Well we didn't exactly divvy up either housing or employment rationally, so looking through history without state subsidies and development, we're going to see slums pop up where the jobs are. Or just massive homeless populations I guess.
China managed this quite well with the hukou system, which allegedly is going to be loosened over time, but that seems distinctly unlikely to be understood by the powers that be here in the US.
> You can plunk $10-$20K and get land and a homestead in dozens of states.
In a place where the only jobs to be had are at below-subsistence minimum wage at the dollar store and you have to drive 2 hours to see a doctor, sure.
There's a huge middle ground between Manhattan and homesteading on a $10k property. Here in Atlanta you can buy a 4/3 house for $270k or a 2/1 house for $160k. The rust belt and sunbelt are full of places with cheap housing.
That’s most definitely not $10-20k, tho.
That's actually the same in most countries: the cities where everyone wants to move to (examples from Germany: Berlin, Hamburg, Munich) become unaffordable, and at the same time smaller cities and villages in less desirable areas (e.g. in East Germany, but also in more remote areas of Bavaria) are depopulated - there you can buy a cheap house, but you can't get a job.

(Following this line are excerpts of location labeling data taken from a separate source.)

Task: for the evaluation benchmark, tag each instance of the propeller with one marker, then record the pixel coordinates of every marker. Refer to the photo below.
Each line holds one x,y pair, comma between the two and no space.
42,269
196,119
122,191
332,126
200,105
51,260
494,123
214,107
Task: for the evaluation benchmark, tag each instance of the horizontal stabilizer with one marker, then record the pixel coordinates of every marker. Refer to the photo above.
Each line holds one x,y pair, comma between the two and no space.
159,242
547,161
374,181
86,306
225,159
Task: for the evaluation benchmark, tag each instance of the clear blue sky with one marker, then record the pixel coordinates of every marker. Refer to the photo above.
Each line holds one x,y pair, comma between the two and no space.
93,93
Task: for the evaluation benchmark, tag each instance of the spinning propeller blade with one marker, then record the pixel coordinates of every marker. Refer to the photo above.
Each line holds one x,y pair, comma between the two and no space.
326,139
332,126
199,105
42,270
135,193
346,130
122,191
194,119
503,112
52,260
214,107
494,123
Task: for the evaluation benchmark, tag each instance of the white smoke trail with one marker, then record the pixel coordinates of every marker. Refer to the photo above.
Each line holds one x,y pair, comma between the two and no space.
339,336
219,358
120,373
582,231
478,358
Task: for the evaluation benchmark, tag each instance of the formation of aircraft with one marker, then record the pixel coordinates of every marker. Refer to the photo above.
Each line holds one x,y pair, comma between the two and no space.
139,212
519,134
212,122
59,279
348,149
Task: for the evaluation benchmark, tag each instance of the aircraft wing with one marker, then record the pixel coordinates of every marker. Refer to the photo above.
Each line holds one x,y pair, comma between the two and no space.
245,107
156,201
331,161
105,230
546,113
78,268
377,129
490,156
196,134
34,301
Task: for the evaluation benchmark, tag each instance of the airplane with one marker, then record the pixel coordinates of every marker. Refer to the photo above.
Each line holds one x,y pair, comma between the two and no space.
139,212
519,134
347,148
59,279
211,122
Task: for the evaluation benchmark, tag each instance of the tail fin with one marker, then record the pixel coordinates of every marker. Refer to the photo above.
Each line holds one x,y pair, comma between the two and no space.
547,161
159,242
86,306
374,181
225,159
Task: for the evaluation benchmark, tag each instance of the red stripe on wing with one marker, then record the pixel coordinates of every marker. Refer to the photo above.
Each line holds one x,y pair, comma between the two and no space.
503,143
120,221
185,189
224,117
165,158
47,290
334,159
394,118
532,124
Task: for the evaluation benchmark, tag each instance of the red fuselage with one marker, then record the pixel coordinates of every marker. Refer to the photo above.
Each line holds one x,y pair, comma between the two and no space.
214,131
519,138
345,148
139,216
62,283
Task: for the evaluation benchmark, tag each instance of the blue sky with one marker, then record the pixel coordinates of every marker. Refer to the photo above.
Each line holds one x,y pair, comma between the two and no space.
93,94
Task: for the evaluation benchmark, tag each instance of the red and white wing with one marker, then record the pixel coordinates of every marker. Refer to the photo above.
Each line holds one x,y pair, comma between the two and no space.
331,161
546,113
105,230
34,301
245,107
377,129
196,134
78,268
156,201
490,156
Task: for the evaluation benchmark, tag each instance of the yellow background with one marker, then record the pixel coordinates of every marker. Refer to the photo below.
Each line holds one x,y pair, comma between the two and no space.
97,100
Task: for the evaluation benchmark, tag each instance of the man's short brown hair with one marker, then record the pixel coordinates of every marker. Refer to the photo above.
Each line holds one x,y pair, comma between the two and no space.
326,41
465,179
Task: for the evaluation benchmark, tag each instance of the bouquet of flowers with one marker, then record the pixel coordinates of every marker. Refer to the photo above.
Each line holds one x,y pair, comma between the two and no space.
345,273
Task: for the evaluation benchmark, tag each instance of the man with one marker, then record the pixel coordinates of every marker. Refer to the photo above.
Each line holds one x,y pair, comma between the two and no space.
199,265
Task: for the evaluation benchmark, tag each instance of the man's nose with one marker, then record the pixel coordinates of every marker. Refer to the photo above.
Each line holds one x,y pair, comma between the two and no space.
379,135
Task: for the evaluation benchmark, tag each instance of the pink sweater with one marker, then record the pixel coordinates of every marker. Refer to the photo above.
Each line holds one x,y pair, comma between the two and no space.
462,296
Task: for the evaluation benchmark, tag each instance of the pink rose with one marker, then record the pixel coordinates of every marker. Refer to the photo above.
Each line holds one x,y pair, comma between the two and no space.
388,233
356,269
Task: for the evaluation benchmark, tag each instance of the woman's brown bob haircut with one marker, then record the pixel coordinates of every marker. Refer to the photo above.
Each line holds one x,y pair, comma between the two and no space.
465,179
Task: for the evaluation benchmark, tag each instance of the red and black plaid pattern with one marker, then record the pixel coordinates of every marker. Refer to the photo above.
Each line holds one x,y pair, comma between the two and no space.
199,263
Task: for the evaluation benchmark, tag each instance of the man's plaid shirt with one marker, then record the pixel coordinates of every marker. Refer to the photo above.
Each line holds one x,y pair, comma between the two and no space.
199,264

Remote working would have helped to somewhat alleviate this, but no, now we all have to go back to the office so we can sit there and spend the whole day in Zoom/Slack/Teams calls instead of doing the exact same thing from home...
10k??? Yes because I want to live in east bumfuck in a food desert and drive 40 minutes to the one megamart and where the services barely work and my police/fire/usps is on the next town over 20 miles away.
Did I mention the legions of uneducated anti-Christians who would probably kill me for being queer?